The normal enumerator uses KeyValuePairs. The framework comes with an implicit conversion from KeyValuePair(string, JSONNode) to JSONNode. So when we declare camNode explicitly as JSONNode it will be converted automatically.


However using .Children does work as well. Though the Children enumerator will allocate memory as it's a classic IEnumerable


The null-coalescing would not work as the framework would return a lazy creator object in case a value doesn't exist. The lazy creator implements a custom == operator which would return true if compared against null. However the null-coalescing operator does not use the == operator for the null check. It directly compares the reference against null which will never be the case.


I quickly added a "HasKey" and a GetValueOrDefault method to simplify reading conditionally. So you can do something like this:

CameraName = camNode.GetValueOrDefault("CameraName", "defaultName")

Note that the default value is of type JSONNode. Since all supported types are implicitly converted to JSONNode you can directly pass int, string, float, bool, ... values. Just keep in mind that the "defaultName" will actually result in new JSONString("defaultName").

jasonhbartlett commented 5 years ago

Friend, I don't quite follow what you mean in that last paragraph, but you are brilliant and it works brilliantly! Thanks so much!
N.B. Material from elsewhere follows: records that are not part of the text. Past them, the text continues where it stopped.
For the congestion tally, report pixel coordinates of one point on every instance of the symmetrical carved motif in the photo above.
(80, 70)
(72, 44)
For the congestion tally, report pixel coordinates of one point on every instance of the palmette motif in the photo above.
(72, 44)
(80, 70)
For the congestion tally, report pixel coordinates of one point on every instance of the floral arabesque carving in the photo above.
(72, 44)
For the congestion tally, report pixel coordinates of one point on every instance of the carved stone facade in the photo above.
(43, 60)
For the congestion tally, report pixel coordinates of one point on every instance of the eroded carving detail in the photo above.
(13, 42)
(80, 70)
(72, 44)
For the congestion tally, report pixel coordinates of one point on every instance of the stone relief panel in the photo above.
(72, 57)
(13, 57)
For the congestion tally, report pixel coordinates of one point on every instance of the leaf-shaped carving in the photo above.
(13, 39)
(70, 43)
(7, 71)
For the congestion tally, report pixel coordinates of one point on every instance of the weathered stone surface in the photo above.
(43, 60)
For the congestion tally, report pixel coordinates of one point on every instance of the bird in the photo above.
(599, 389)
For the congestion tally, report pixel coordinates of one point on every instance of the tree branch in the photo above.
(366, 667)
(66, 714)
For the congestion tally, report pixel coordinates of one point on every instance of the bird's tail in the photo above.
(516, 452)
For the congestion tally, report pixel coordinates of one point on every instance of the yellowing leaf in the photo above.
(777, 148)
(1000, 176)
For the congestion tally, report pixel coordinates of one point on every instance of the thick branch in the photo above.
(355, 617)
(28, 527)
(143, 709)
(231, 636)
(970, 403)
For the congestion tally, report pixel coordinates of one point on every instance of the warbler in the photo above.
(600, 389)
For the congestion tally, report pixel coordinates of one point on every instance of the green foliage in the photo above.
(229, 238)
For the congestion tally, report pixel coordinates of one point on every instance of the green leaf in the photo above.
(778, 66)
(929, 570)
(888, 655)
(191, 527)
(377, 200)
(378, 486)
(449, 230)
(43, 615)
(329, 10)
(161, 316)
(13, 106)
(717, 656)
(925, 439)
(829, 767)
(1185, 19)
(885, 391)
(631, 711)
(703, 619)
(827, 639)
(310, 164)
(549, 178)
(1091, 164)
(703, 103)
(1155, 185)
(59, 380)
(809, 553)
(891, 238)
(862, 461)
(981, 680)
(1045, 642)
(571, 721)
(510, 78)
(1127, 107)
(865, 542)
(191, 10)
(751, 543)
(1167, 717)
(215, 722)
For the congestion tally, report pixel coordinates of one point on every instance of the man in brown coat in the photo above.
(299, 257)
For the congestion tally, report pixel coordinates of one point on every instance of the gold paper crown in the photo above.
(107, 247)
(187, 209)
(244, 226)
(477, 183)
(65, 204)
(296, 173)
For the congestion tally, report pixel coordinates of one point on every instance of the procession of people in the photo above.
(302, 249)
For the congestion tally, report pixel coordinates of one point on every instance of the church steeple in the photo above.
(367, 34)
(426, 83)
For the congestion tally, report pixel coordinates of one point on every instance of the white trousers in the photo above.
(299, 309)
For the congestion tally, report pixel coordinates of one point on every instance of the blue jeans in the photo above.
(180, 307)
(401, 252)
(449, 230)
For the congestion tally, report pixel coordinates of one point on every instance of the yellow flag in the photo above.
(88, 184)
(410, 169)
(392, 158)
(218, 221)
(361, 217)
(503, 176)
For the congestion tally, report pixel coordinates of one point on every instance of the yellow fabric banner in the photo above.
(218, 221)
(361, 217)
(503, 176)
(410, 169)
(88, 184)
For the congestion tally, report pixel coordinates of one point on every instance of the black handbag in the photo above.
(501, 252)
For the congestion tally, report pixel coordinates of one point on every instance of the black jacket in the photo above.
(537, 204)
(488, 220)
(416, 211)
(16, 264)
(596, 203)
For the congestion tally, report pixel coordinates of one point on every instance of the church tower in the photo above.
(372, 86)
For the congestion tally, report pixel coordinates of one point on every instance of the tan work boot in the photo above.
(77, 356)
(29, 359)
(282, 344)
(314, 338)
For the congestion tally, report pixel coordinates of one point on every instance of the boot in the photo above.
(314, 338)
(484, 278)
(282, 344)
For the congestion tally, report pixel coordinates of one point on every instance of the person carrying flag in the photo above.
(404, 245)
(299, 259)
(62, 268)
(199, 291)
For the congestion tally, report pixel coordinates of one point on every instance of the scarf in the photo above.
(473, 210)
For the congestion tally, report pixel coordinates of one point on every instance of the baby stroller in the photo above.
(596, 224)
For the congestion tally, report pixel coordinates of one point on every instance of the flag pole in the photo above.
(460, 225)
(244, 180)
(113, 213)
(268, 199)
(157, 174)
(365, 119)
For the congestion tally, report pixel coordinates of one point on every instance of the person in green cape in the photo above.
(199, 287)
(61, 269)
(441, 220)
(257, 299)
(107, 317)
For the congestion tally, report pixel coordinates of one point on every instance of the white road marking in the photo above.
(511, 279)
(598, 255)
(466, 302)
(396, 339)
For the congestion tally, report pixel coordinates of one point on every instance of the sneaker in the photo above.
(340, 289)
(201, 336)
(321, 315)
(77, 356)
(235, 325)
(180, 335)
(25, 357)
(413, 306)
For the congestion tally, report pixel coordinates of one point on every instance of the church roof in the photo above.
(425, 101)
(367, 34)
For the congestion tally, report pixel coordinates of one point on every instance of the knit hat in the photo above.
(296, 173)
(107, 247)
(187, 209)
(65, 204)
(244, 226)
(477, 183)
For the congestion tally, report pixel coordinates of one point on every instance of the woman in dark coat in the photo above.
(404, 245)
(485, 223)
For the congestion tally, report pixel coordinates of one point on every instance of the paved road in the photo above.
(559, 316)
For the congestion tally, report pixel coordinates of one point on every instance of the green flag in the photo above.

Here is what I can do now:

if (UserSettings.HasKey("Recording"))
        {
            var recordingNode = UserSettings["Recording"];
            Settings.Recording.RecordOnMove = recordingNode.GetValueOrDefault("RecordOnMove", false);
            Settings.Recording.RecordInterval = recordingNode.GetValueOrDefault("RecordInterval", 0.05);
            if (recordingNode.HasKey("Cameras"))
            {
                Settings.Recording.Cameras.Clear();
                foreach (JSONNode camNode in recordingNode["Cameras"])
                {
                    var NewCamerasSettings = new AirSimSettings.CamerasSettings
                    {
                        CameraName = camNode.GetValueOrDefault("CameraName", "0"),
                        ImageType = camNode.GetValueOrDefault("ImageType", 0),
                        PixelAsFloat = camNode.GetValueOrDefault("PixelAsFloat", false),
                        Compress = camNode.GetValueOrDefault("Compress", true)
                    };
                    Settings.Recording.Cameras.Add(NewCamerasSettings);
                }
            }
        }

This lets me smoothly fill in the blanks with default values of a user settings.json file with potentially lots of missing attributes. Thanks so much!

jasonhbartlett commented 4 years ago

Thanks again for your help! Closing this issue.